To test their hypothesis, the team has organized dedicated experimental campaigns in Cape Verde (summer 2020) and at the PANGEA observation station on the island of Antikythera in the eastern Mediterranean. The island’s low elevation and proximity to diverse dust sources make it ideal for dust monitoring. These efforts receive support from the European Research Council and the European Space Agency.
For monitoring the dust orientation the team has collaborated with Volker Freudenthaler of LMU and Raymetrics lidar company. They have designed and constructed a new ground-based polarization lidar that specifically targets the alignment of dust particles in the atmosphere, by measuring different polarization states of the backscattered light.

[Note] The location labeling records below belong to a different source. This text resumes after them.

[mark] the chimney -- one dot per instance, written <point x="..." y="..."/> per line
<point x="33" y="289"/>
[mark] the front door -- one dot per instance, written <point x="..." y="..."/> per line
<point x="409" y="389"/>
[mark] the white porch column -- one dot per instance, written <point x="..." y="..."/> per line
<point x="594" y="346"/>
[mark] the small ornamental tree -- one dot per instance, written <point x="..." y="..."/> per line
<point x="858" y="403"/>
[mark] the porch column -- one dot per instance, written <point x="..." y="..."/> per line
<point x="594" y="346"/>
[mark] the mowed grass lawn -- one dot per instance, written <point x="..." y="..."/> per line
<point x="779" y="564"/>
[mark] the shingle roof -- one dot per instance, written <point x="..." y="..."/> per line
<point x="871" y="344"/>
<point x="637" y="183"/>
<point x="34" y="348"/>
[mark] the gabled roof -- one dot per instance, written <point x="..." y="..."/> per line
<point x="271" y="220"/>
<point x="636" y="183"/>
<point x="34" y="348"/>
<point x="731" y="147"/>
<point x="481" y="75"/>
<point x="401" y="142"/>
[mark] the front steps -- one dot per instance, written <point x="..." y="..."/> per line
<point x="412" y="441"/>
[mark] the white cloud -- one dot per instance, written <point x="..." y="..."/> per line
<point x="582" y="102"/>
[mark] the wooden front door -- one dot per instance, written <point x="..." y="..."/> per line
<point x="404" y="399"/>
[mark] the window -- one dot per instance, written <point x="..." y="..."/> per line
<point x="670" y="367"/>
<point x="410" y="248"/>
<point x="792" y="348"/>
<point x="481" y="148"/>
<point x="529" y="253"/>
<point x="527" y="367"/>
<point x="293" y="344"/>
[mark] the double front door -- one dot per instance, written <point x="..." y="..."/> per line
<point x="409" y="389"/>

“The aligned dust particles have very characteristic polarization properties in the backscatter, compared to randomly-oriented dust particles,” says Tsekeri. “Thus, by targeting these properties with our new polarization lidar we expect to measure clear indications of dust alignment in the atmosphere.”
From tiny to giant dust particles
“My research has to do with how we monitor dust more effectively,” says Tsekeri. “Right now, we have data from ground-based instruments and satellites that we aren’t able to interpret correctly because we do not have realistic models for dust in terms of size and shape.”
This is due to the extensive computing power required to calculate the backscatter of dust particles. Tsekeri and her colleagues have been granted high-performance computing (HPC) resources from PRACE (Partnership for Advanced Computing in Europe) and currently run simulation models on MareNostrum at Barcelona Supercomputing Center and ARIS, the Greek national supercomputer.
“There is a lot to be done in dust remote sensing research that hasn’t been done because of the computational resources needed,” says Tsekeri. “That’s why we need the HPC.”
She continues, “It’s very important to have the whole big picture of what is going on globally with dust because it’s an atmospheric agent that transports nutrients and affects cloud and affects the climate by reflecting or absorbing incoming solar radiation.”
If the team is able to successfully model dust behavior on a large scale, it will be useful not just for climate modeling here on earth but has potential applications for atmospheric dust research on Mars, the Moon, and asteroids.